The Maya, occasionally called the Phoenicians of the new world, bridged their vast empire with waterborne commerce. Sailors in this culture looked to a variety of gods, including the Moon Goddess Ix Chel. Ix Chel, who was also the Fertility Goddess, was venerated on the island of Cozumel, a busy commercial waypoint for the Maya long before it became a diver's retreat. Those of us who live in the Caribbean or along the east coast are still haunted every summer by another Mayan God. Huracan is the Creator God according to the Popol Vuh,' the sacred book of the Quiche' Maya. He is also famous for bringing destruction to people he doesn't particularly like. As you can guess, the English word "hurricane" is derived from Huracan.

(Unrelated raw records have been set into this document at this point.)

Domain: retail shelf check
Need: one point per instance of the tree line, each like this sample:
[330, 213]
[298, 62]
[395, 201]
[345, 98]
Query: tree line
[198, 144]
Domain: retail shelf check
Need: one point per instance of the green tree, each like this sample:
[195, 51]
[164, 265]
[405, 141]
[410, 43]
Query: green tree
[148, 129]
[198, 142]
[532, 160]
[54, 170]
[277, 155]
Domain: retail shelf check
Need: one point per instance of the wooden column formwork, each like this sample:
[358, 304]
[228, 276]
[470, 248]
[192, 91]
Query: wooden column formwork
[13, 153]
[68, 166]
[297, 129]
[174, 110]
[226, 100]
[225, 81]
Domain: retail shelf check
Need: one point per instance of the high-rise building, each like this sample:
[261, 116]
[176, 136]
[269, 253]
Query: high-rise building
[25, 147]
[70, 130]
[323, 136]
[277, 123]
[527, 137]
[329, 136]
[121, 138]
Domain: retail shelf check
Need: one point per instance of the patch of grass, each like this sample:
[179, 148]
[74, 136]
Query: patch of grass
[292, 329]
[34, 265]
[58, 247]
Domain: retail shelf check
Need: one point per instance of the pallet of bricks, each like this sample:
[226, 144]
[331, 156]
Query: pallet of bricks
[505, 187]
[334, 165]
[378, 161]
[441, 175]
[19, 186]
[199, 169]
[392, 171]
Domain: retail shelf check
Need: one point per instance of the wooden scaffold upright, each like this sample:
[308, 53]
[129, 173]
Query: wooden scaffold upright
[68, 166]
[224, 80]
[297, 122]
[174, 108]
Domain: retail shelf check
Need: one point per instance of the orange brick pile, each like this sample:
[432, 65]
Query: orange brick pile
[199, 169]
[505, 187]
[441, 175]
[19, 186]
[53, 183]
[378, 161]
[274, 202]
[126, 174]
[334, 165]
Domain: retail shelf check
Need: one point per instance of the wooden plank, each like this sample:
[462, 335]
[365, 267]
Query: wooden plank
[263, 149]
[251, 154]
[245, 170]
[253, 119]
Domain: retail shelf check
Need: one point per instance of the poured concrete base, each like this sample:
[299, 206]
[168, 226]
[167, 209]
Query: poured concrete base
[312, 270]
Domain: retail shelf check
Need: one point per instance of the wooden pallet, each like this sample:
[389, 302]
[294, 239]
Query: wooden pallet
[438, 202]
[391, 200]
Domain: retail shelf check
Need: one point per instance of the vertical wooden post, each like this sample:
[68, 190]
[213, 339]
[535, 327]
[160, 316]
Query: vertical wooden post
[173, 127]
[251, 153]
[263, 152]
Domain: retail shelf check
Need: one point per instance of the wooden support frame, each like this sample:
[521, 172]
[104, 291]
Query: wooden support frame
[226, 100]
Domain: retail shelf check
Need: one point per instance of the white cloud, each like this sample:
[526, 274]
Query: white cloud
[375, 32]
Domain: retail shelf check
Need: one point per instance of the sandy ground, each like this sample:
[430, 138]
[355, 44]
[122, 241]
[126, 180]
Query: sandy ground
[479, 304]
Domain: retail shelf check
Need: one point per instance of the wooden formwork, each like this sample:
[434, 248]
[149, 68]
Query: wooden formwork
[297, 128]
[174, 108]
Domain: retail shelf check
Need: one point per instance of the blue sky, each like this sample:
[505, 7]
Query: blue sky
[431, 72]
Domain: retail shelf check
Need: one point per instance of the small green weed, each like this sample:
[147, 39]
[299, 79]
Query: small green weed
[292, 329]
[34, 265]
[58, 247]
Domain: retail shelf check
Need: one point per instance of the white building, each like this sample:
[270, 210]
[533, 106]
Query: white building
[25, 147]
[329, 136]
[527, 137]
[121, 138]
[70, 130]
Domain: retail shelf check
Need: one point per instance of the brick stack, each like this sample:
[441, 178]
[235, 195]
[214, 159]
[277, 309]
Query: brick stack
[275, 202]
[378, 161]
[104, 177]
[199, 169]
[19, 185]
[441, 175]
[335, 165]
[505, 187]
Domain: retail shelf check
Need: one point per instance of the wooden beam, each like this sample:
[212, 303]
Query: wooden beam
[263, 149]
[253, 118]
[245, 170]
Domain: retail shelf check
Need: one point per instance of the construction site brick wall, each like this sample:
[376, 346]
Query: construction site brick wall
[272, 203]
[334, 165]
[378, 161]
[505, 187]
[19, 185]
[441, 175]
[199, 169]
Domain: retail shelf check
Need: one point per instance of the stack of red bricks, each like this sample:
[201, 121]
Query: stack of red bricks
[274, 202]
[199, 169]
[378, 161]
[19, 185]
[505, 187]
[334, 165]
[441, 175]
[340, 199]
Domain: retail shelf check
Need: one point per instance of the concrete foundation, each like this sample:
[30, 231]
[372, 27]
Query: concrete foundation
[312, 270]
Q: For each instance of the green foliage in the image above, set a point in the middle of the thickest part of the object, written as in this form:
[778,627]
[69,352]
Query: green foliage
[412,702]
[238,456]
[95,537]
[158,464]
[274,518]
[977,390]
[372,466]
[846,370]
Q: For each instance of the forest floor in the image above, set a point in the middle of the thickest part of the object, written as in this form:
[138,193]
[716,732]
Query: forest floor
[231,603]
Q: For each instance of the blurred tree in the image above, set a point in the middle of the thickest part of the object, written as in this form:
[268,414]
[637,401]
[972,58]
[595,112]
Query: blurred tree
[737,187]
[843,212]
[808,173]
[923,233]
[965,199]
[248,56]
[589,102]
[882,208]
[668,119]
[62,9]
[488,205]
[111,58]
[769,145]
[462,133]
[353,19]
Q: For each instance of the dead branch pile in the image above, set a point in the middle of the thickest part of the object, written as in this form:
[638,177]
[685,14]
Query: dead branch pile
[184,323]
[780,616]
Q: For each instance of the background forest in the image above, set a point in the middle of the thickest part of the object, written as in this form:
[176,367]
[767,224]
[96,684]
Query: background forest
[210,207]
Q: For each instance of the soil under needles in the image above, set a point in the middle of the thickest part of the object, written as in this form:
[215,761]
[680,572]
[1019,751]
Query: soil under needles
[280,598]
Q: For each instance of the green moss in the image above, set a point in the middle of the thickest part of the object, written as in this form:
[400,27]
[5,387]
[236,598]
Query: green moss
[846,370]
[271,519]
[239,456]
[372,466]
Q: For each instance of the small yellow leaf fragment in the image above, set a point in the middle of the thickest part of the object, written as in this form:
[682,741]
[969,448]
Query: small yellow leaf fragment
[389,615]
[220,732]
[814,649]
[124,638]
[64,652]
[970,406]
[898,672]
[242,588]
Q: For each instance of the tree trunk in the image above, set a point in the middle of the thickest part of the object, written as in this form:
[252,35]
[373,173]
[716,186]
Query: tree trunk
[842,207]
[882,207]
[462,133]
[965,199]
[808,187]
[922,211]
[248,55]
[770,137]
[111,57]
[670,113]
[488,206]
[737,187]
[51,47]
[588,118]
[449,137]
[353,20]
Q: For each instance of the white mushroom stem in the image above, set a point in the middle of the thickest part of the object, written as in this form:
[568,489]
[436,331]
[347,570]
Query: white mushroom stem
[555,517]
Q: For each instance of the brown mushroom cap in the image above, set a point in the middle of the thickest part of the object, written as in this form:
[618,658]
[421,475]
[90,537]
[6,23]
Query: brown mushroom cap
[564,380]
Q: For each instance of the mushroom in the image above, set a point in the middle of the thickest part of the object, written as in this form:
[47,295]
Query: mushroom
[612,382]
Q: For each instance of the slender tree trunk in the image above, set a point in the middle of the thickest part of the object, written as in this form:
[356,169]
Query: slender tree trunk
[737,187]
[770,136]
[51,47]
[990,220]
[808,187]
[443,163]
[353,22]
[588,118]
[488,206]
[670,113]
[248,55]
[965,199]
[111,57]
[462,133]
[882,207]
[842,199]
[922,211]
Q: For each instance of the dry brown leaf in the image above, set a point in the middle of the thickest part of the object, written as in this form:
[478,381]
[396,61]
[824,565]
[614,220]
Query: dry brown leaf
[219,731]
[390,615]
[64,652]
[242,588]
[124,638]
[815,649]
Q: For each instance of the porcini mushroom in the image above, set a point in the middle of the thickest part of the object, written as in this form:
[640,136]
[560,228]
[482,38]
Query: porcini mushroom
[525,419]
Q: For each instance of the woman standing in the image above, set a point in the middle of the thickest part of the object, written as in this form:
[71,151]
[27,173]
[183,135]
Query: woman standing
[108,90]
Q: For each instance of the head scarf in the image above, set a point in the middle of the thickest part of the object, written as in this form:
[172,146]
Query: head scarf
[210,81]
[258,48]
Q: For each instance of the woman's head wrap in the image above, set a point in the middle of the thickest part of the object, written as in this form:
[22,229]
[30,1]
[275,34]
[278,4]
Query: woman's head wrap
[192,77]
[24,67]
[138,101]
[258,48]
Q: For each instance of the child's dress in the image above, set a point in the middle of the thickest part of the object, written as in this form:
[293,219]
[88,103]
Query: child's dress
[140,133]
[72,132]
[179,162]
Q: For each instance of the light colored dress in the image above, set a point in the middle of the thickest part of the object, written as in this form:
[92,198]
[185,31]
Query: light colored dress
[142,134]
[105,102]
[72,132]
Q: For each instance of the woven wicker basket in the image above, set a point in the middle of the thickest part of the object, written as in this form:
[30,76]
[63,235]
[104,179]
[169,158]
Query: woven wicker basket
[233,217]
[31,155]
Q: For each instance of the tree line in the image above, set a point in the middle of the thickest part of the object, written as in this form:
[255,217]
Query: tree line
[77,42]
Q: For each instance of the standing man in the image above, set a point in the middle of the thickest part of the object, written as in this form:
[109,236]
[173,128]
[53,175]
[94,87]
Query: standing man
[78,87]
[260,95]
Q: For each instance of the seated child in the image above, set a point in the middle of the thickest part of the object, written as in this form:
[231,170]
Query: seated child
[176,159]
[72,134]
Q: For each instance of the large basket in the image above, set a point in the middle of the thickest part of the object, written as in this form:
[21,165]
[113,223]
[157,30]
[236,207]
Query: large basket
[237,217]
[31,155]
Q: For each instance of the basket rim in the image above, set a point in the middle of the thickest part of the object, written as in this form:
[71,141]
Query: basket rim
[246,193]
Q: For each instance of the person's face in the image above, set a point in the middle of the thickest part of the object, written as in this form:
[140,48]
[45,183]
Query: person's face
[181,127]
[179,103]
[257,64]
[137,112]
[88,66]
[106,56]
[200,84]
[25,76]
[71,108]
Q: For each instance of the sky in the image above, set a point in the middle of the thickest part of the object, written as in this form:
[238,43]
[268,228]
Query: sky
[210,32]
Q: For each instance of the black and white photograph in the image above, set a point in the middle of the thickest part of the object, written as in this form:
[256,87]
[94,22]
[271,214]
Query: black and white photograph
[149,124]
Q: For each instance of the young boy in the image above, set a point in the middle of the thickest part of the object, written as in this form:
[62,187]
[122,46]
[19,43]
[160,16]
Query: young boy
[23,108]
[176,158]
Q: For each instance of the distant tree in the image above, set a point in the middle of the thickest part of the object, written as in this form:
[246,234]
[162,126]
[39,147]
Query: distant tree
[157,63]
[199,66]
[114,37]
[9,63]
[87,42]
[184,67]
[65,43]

Naturally, Ix Chel took a dim view of this arrangement and treated us to strong winds and miserable seas. A projected 24-four hour sail stretched into three days. However, by the time we anchored off Cozumel, it was clear that despite the weather Lesa and I were rather taken with each other. Innocently enough, I suggested we visit the ruins of San Gervaiso, a remote site in the jungle accessible only by four-wheel-drive vehicle. This was the temple where Mayan mariners paid tribute to Ix Chel, as noted earlier, the Mood Goddess who looked after sailors and also happened to be charge of fertility. We rented a jeep, found the site, paid our respects and retreated to the bars along the coast. Now, maybe there is another explanation, but in my heart I am certain Ix Chel is responsible. You see, within a year of that visit, Lesa and I were married, we had purchased our ketch Fortuna, and the aforementioned mythology expert, Nari, was a baby living in the forepeak. Leave it to the gods.